Zinsentscheidung am Donnerstag
Erwartungen an EZB steigen

Vor der Rats-Sitzung der Europäischen Zentralbank (EZB) an diesem Donnerstag verstärken sich Forderungen nach einer Zinssenkung.

dpa FRANKFURT/MAIN. Trotzdem ist ungewiss, ob die europäischen Währungshüter dem wachsenden Druck nachgeben werden. "Eigentlich ist im Moment alles, was die EZB machen kann, falsch", sagte Bernd Weidensteiner von der DZ-Bank am Dienstag in Frankfurt. Sein Haus rechnet noch nicht mit einer Veränderung der Leitzinsen am Donnerstag.

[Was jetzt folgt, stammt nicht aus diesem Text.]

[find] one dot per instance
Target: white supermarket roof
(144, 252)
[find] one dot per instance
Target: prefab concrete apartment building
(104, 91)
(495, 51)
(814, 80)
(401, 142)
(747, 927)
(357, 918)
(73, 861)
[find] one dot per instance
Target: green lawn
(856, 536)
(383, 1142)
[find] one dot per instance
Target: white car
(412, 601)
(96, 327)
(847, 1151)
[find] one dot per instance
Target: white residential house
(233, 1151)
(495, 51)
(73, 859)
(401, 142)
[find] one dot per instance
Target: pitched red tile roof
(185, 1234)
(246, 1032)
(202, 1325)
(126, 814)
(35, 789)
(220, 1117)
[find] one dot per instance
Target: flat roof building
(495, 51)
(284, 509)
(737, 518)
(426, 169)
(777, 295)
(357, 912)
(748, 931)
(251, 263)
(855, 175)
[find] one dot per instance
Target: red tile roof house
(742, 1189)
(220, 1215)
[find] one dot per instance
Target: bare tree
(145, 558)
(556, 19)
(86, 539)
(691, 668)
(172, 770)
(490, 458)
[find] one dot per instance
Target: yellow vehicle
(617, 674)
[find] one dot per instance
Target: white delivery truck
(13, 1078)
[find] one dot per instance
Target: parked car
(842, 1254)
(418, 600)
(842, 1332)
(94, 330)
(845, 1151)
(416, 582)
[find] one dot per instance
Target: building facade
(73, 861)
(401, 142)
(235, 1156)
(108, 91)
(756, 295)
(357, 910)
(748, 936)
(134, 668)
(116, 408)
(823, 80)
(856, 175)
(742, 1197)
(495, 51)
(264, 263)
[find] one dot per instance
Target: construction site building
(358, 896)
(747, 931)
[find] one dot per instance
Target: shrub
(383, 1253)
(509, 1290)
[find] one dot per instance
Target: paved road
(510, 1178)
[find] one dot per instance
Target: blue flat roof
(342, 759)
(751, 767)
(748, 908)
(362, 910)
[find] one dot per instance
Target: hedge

Zuletzt hatte die EZB am 17. September gemeinsam mit der amerikanischen Notenbank Fed die Zinsen um 0,5 %punkte zurückgenommen. Seither liegt der wichtigste europäische Leitzins bei 3,75 %.

Commerzbank-Volkswirt Schubert: "Zinssenkung wäre angebracht"

"Wenn die EZB die Zinsen senkt, heißt es, sie hat dem Jammern der Politiker nachgegeben. Wenn sie sie unverändert lässt, heißt es, sie lässt die Wirtschaft im Regen stehen", sagte Weidensteiner. Auch für ihn steht jedoch außer Frage, dass in der nächsten Zeit Zinssenkungen anstehen, möglicherweise sogar um bis zu 0,5 %punkte. "Die Richtung des Zinsschrittes ist klar, es ist nur eine Frage des Timings."

"Ziehe ich nur die ökonomischen Fakten in Betracht, wäre eine Zinssenkung angebracht", sagte Commerzbank-Volkswirt Michael Schubert. "Wenn ich auf der anderen Seite aber die sehr positiven Konjunkturprognosen aus der EZB höre, wäre eine Zinssenkung unnötig." Insgesamt herrsche eine hohe Unsicherheit. "Wenn jetzt keine Zinssenkung beschlossen wird, verschieben sich die Spekulationen auf die Sitzung in 14 Tagen. Die EZB gerät so immer mehr in die Position des Getriebenen", sagte Schubert.

Umfrage: Fachleute sprechen sich für Zinssenkung aus

"Großen Handlungsdruck" auf die EZB sieht auch das Zentrum für Europäische Wirtschaftsforschung (ZEW) in Mannheim. In einer Umfrage unter 300 Analysten aus Banken, Versicherungen und Industrie sprachen sich die Fachleute angesichts der sinkenden Inflationsrate deutlich für eine Zinssenkung aus. Die düstere Bewertung der aktuellen Konjunktur, die schwindende Hoffnung auf eine schnellere Belebung der Weltwirtschaft und der geringe Spielraum der Fiskalpolitik ließen "keine andere Wahl", hieß es vom ZEW. Dort sieht man sogar Spielraum für eine Zinssenkung auf drei Prozent bis zum Januar.

Gedämpft werden diese Hoffnungen von Äußerungen aus der Zentralbank. So hatte die EZB in ihrem Oktober- Bericht eine Erholung der Konjunktur im Euroraum Anfang des kommenden Jahres vorausgesagt. Grund dafür seien Preisstabilität, Lohnzurückhaltung und der eingeleitete Abbau der Staatsverschuldung. Die jährliche Teuerungsrate in den Euroländern werde weiter sinken und die Konsumausgaben im Eurogebiet stützen.